La montée à graines, risques et opportunités

Si pour un agriculteur, l’enjeu est de ne pas avoir de montée à graines dans sa parcelle, un semencier met, à l’inverse, toutes les chances de son côté pour produire le maximum de graines. Ces dernières seront sélectionnées, notamment, pour leur tolérance à la montée. 

Éric Dubert

Responsable des activités betteraves France chez Maribo

« En France, la montée à graines est l’un des premiers critères d’évaluation étudiés : une condition sine qua non pour promouvoir une variété de betterave. Mais les planteurs ne doivent pas pour autant prendre de risque avec des semis trop précoces ». 

Depuis deux ans, les conditions climatiques ne sont pas propices à la montée à graines. Les printemps, trop chauds, enregistrent de gros pics de montées des températures, propices à une forte dévernalisation. Un constat apprécié des agriculteurs qui évitent ainsi de passer dans chaque parcelle pour arracher les plantes récalcitrantes, sources de pollution potentielle pour la campagne suivante. 

Pour un semencier, le problème est double

« Toute création d’hybride commence par la production de planchons de chaque lignée parentale. Ces dernières devront vernaliser pour produire un hybride qui lui, ne devra pas être trop sensible à la vernalisation, explique Éric Dubert. Pour contourner le changement climatique constaté ces dernières campagnes, nous implantons nos parcelles de production de planchons en bordure maritime, en Bretagne, là où les conditions de vernalisation et de montée à graines sont optimales. Nous semons le plus tôt possible, dès le mois d’août, pour que les plantes accumulent durant tout l’automne et l’hiver assez de températures froides pour vernaliser. Nous « récoltons » ensuite les planchons au mois de février pour les repiquer dans la foulée dans des contrées plus chaudes, dans le sud de la France ou en Italie. Après une courte période de reprise de végétation, la montaison peut démarrer : la production de graines également. »

« Plus le semis est précoce, plus le risque de montées à graines est important »

Des essais en février en Seine-Maritime

En parallèle, le semencier doit s’assurer que dans les conditions où seront implantées ces génétiques, l’hybride ne montera pas à graines. « Pour cela, nous recherchons des conditions extrêmes de vernalisation, précise-t-il.

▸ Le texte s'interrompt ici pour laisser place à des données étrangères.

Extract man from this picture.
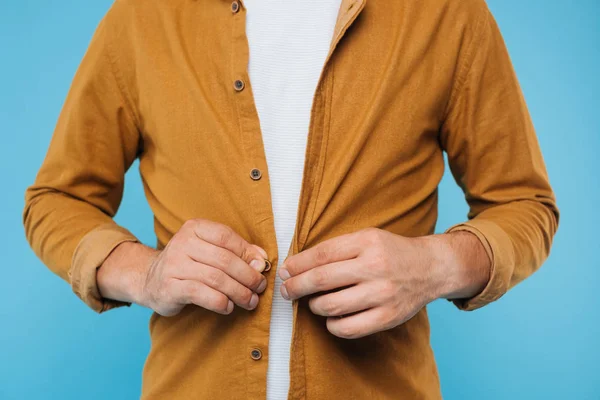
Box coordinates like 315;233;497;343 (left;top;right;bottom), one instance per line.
24;0;559;400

Nous semons près de 10 000 parcelles en bordure maritime, dès le mois de février. Objectif : tester le niveau de tolérance de montée à graines des variétés en cours de développement et repérer les moins sensibles ». 

Des sensibilités adaptées à chaque pays

Toutes les variétés de la gamme Maribo sont notées sur une échelle de 1 à 9 pour leur capacité à monter à graines. « À 1, tout monte. À 9, la montée à graines est quasi inexistante, résume Éric Dubert. Pour des génétiques destinées au marché français, nous ne retenons que des variétés dont les notes sont comprises entre 8 et 9. Pour le marché allemand au climat plus continental, nous pouvons descendre à 5-6. Et pour le marché Russe, on regarde à peine ! Les cas de montée à graines sont rares, même avec des notes de 2 ou 3. »

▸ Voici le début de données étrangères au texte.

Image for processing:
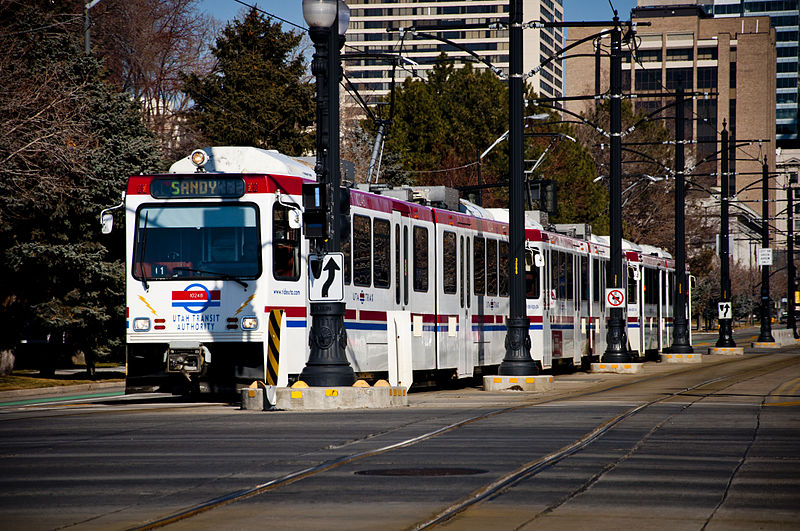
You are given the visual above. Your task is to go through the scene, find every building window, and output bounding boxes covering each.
[636,50,661,63]
[697,66,717,89]
[636,70,661,90]
[667,48,694,61]
[697,47,717,61]
[667,68,694,90]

Ce phénomène dépend donc de trois facteurs : la sensibilité variétale, la date de semis – plus le semis est précoce, plus le risque est important - et la région d’implantation : les climats continentaux étant moins propices au développement de ce phénomène que les zones maritimes. « À noter que généralement, les variétés tolérantes au rhizoctone brun et, dans une moindre mesure, celles tolérantes aux nématodes sont plus sensibles à la montée à graines. Il est donc fortement déconseillé de les semer en bordure maritime avant la mi-mars, car la dévernalisation risque alors d’être incomplète ».